そしてノワールもまた銃の暴発で酷い怪我を負い、その傷が元で命を落とした。


あの時ハクさんは弾が入っていないと叫んだけれど、王は密かに銃弾をコウに作らせていたらしい。

しかしそれが粗悪品で、暴発の引き金となったというのがハクさんの見立てだった。



けれどもあの時、シルヴァンだけは気がついていたらしい。

銃口が私に向けられる瞬間、一瞬だけハクさんの方に向けられた事を。


そしてその時、ハクさんが目にも留まらぬ速さで何かを弾き、それが銃口にすっぽり収まった事を。



—-ともあれ、私達はまだ生きている。


早朝、目を覚ました私は傍にある温もりに手を伸ばした。


「…ユイ?」

寝ぼけながらも、しっかりと抱きしめてくれるつがいの胸に頬をよせる。
私より少し高い体温が、髪を梳く手が心地よくてうっとりと目を閉じる。


もう離れないと誓ったのは数日前の事なのに、もうずいぶん長いこと側に居たような。
傍らに「在る」のが、当たり前になったような。

顔を上げると、優しく細められた白銀の瞳が私を捉えた。

 *

今回、で王を失くした神狼国をこれからどうするのか。

千猿国をはじめ周辺国との関わり方や、腐敗した王宮内での粛清と王亡き後、誰がこの国を纏めていくかという事。

問題は山積みだった。


けれども、千猿国では想像より遥かに早くハクさんの父である王の引退が発表され、王となったハクさんは神狼国との相互不可侵条約を正式に締結する事を決めた。
 

同時にシルヴァンはアンリエッタ様の強い要請により、兄の跡を継ぎ王として国を導く事になった。

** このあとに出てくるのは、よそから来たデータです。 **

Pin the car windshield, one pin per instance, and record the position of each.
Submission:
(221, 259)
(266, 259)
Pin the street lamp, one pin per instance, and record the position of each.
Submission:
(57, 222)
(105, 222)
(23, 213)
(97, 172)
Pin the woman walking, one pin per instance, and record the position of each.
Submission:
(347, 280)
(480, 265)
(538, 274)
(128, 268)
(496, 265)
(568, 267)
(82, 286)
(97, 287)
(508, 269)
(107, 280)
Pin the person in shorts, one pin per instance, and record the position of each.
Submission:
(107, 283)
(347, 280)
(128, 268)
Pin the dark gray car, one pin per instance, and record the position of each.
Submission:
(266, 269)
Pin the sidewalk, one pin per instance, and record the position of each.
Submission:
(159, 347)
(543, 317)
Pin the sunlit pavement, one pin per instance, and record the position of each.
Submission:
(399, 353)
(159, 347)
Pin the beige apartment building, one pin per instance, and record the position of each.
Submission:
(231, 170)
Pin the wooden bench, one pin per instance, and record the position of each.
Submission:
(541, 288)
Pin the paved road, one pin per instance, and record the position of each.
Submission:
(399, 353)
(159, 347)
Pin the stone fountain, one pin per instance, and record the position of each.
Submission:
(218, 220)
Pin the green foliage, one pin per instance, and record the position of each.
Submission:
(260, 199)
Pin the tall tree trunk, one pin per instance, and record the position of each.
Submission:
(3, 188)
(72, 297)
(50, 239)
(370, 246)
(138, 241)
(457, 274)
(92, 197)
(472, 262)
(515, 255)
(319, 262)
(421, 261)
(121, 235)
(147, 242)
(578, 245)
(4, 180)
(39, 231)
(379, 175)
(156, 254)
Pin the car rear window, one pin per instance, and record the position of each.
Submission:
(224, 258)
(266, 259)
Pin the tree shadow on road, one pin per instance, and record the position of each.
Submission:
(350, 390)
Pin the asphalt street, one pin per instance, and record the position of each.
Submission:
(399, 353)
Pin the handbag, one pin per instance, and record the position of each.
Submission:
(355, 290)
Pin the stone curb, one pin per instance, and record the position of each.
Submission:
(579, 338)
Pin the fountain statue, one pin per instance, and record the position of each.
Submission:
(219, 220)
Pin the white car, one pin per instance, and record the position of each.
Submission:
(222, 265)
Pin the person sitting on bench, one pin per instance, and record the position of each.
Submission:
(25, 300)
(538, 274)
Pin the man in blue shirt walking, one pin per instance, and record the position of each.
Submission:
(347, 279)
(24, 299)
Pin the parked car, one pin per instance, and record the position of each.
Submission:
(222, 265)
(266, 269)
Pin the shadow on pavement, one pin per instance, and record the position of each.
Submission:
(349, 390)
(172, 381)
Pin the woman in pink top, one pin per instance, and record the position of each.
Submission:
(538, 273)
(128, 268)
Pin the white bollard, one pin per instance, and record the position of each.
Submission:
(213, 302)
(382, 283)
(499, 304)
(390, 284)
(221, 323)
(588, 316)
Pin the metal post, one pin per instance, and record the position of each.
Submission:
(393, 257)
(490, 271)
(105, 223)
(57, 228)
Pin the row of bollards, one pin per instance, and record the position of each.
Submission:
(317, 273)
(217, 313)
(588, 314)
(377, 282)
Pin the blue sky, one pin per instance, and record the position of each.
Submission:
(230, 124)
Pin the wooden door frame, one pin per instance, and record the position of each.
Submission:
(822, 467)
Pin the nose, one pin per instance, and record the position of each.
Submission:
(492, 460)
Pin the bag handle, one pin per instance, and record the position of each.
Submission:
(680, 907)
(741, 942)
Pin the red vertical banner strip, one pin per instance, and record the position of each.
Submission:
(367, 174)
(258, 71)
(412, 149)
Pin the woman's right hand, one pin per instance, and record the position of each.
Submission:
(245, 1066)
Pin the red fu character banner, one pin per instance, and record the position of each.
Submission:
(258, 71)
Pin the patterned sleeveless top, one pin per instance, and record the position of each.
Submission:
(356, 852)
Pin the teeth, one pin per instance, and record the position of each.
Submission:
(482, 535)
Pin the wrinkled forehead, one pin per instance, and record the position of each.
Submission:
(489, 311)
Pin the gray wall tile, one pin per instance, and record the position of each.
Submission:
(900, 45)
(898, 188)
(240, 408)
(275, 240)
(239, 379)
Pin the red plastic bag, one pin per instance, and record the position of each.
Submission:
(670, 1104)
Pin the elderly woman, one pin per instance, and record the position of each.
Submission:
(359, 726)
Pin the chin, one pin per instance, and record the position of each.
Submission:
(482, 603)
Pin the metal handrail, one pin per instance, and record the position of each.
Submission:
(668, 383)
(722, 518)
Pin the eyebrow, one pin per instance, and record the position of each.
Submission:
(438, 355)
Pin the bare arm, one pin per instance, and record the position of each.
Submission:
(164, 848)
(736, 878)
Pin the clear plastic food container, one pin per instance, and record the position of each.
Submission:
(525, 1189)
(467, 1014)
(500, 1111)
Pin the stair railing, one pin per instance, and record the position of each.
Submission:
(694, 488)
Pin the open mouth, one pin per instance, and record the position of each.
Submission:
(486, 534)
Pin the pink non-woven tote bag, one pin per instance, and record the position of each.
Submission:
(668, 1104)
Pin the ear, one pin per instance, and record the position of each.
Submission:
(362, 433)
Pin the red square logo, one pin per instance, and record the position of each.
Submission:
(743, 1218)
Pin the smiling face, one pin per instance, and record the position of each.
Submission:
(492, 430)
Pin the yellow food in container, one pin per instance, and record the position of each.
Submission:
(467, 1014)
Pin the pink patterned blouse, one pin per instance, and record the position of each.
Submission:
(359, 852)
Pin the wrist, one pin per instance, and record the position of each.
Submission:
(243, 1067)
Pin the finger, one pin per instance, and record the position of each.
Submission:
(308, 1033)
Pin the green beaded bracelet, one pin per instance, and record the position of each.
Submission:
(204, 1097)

ただし、その事にシルヴァンは最後まで難色を示し、最終的にこの国の唯一の王女であるケイティ様が成人されるまで、いう条件付きで引き受けたのだった。



「この国の中枢に携わった者として、何よりも大人として、次代を担う者達を育てるのも我々の務め」

そう言うシルヴァンの横顔は、緊張と責任に引き締まっていて。

…要はとてもカッコ良かった。



そして、初めてお会いした王女はとても可憐なのに凛として、芯の強そうな瞳が印象的な子だった。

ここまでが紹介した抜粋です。